The server-side runtime under SPRAG — when and why to reach for raw Specter.

Specter Overview

Specter is the server-side runtime that powers SPRAG. It provides cooperative concurrency via gevent, a service lifecycle, an internal event bus, and persistent state primitives.

SPRAG re-exports Specter

Everything you need from Specter is available through the sprag import:

# Use this
from sprag import Controller, Service, Schema, Field, action, bus, registry

# Not this
from specter import Controller, Service, ...

The SPRAG surface wraps Specter with conventions (routes, actions, stores) that handle most use cases.
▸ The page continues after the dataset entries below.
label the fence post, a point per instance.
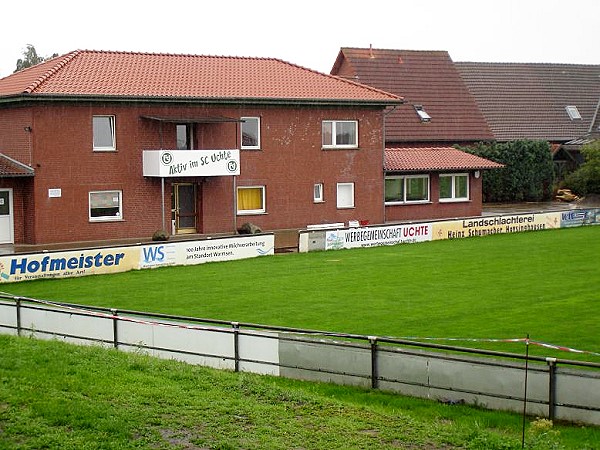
(236, 345)
(18, 306)
(374, 371)
(551, 387)
(115, 328)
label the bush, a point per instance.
(528, 174)
(586, 179)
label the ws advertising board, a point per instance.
(75, 263)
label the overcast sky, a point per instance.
(307, 32)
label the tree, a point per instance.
(30, 58)
(586, 179)
(528, 174)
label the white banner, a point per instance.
(374, 236)
(209, 250)
(191, 163)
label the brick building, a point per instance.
(425, 177)
(99, 145)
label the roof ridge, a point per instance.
(62, 62)
(395, 50)
(190, 55)
(339, 78)
(528, 64)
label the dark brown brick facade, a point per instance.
(289, 163)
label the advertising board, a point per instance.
(374, 236)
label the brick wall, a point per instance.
(289, 163)
(437, 210)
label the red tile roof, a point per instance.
(12, 168)
(426, 78)
(151, 75)
(528, 101)
(421, 159)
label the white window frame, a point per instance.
(189, 136)
(318, 193)
(334, 125)
(245, 212)
(112, 125)
(453, 197)
(119, 215)
(244, 121)
(340, 197)
(405, 179)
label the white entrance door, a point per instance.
(6, 217)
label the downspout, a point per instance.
(591, 129)
(237, 142)
(385, 113)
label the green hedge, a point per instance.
(528, 174)
(586, 179)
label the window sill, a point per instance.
(424, 202)
(105, 220)
(252, 213)
(455, 200)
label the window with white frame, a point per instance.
(250, 133)
(105, 206)
(345, 195)
(251, 200)
(318, 193)
(184, 132)
(339, 133)
(406, 189)
(454, 187)
(104, 133)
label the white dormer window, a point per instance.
(573, 112)
(422, 113)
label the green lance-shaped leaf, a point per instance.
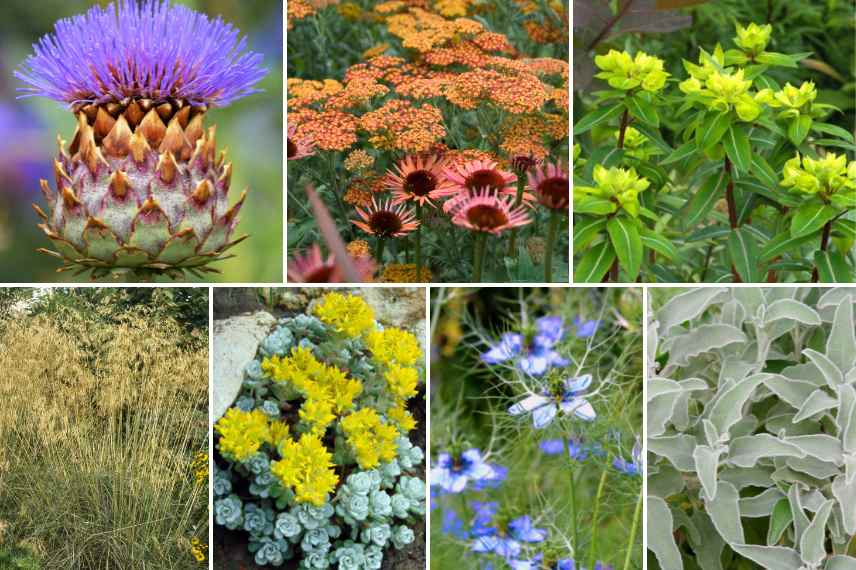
(627, 244)
(832, 267)
(778, 557)
(595, 263)
(745, 451)
(841, 344)
(813, 539)
(688, 305)
(810, 218)
(596, 117)
(793, 310)
(712, 129)
(744, 255)
(780, 520)
(737, 147)
(728, 408)
(725, 512)
(831, 373)
(705, 197)
(661, 539)
(706, 465)
(643, 110)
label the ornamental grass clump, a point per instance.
(730, 171)
(315, 463)
(141, 189)
(752, 429)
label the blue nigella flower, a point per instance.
(453, 476)
(142, 49)
(545, 407)
(585, 329)
(538, 356)
(633, 467)
(508, 544)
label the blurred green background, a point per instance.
(250, 130)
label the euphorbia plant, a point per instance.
(727, 190)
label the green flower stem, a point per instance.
(631, 541)
(420, 218)
(594, 525)
(478, 260)
(552, 234)
(512, 243)
(824, 244)
(379, 250)
(574, 534)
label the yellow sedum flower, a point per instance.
(402, 381)
(399, 415)
(347, 314)
(394, 345)
(625, 72)
(753, 39)
(618, 185)
(371, 440)
(831, 177)
(306, 467)
(242, 433)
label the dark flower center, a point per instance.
(420, 183)
(487, 217)
(385, 223)
(485, 179)
(555, 192)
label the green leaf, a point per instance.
(594, 264)
(585, 230)
(737, 147)
(680, 153)
(643, 110)
(705, 197)
(763, 171)
(597, 117)
(810, 218)
(627, 244)
(798, 129)
(744, 255)
(780, 244)
(712, 130)
(653, 240)
(832, 268)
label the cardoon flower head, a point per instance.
(567, 397)
(141, 188)
(452, 474)
(534, 352)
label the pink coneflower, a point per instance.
(550, 185)
(298, 147)
(311, 267)
(419, 179)
(486, 212)
(386, 219)
(475, 175)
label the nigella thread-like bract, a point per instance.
(141, 188)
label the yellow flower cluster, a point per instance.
(328, 390)
(307, 468)
(372, 440)
(242, 433)
(393, 345)
(348, 314)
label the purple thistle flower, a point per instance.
(538, 356)
(141, 49)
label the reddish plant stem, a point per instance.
(824, 244)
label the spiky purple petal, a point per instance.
(146, 49)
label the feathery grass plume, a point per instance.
(141, 190)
You don't need to think about Specter for typical page-building work.

When to reach for raw Specter

Drop to raw Specter when you need:

  • Custom HTTP routes beyond the page/action model — build_routes(router) on your Controller
  • Socket event handlersbuild_events(handler) for raw socket processing
  • Service-to-service communication — the internal bus for decoupled event dispatch
  • Server-only storescreate_store, create_model for persistence that doesn't need a browser counterpart
  • WatchersWatcher for file system or resource monitoring
  • Managed processesManagedProcess for supervised subprocesses
  • Cachescreate_cache for in-memory TTL caches

Available escape hatches

from sprag import (
    create_store,      # Key-value store with persistence
    create_model,      # Structured model with fields
    create_cache,      # TTL cache
    Handler,           # Raw HTTP handler
    SocketIngress,     # Raw socket event handler
    Watcher,           # File/resource watcher
    ManagedProcess,    # Supervised subprocess
    bus,               # Internal event bus
    registry,          # Service/provider registry
)

These are the same primitives SPRAG itself uses internally. Using them directly gives you full control when the SPRAG surface doesn't fit.

Decision Matrix

Use this to decide which primitive is right for the job.
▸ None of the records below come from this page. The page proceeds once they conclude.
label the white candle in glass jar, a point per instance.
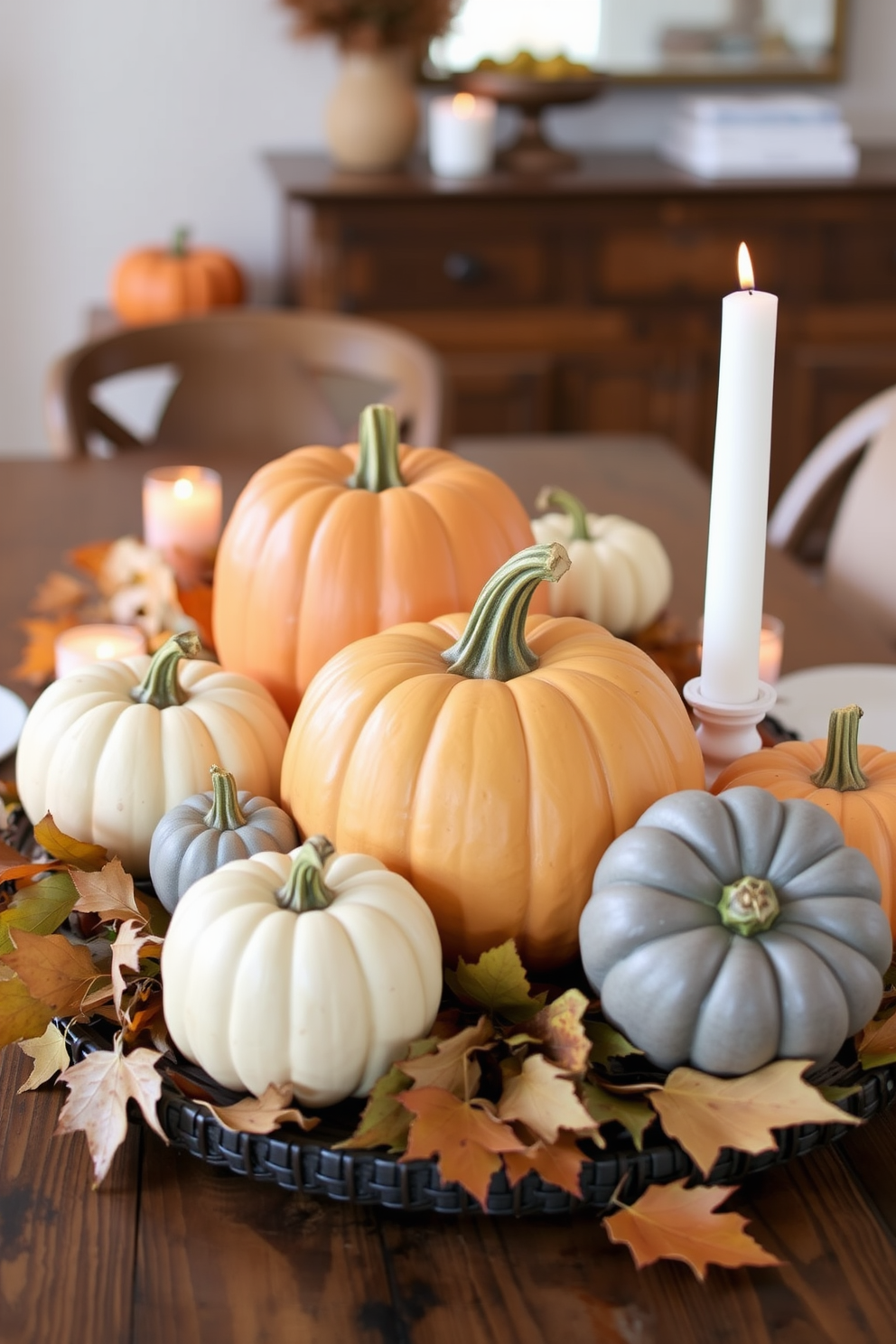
(83, 644)
(739, 500)
(182, 512)
(461, 136)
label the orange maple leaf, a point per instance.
(98, 1090)
(559, 1162)
(466, 1137)
(670, 1222)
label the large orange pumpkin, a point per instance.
(328, 545)
(856, 784)
(490, 760)
(163, 284)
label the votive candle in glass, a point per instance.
(83, 644)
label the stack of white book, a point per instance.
(780, 136)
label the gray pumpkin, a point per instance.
(209, 831)
(735, 930)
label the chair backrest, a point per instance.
(261, 379)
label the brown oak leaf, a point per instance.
(262, 1115)
(707, 1115)
(543, 1099)
(50, 1057)
(452, 1065)
(559, 1162)
(57, 972)
(98, 1092)
(670, 1222)
(466, 1137)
SituationUseDo Not Default To
Background lifecycle with timers/listenersServicemodule-level greenlets
Queue-backed worker pipelineQueueServicemanual queue + ad-hoc worker loops
Feature spans routes + sockets + stateControllersplit logic across unrelated modules
Class-based socket event ownershipHandlerfree-function handler registrars
One socket event with multiple backend listenersSocketIngressregistering competing handlers directly on Socket.IO
Polling external stateWatcher(poll=...)hand-rolled while True loops
Stream-following external sourceWatcher(stream=...) or ManagedProcessunmanaged reader greenlets
Shared mutable flat statecreate_storeglobal dict + manual locks
Nested runtime statecreate_modeldeep dict mutation scattered in services
Expensive data with expirycreate_cacheperpetual stale globals
Broadcast internal notificationsbusimport chains for fanout
Provision shared servicesregistry.providead-hoc globals

Common Pitfalls

1. Synchronous Bus: bus.emit is synchronous; long listeners block the emitter greenlet. Spawn a new greenlet if necessary. 2. Locking in Cache: Cache.get_or_compute executes the factory while holding the cache lock. Keep factories fast. 3. Socket Unregistration: Direct registrations on Flask-SocketIO via socketio.on are not fully unregisterable. Use Handler or SocketIngress for clean teardown. 4. Schema Exceptions: Schema.require raises HTTPError or SchemaError; ensure you handle these or use a json_endpoint. 5. Lifecycle State: Service.spawn, interval, and timeout require the service to be running (start() has been called). 6. Registry Timeouts: registry.wait_for can block indefinitely if the dependency never arrives. Always provide a timeout.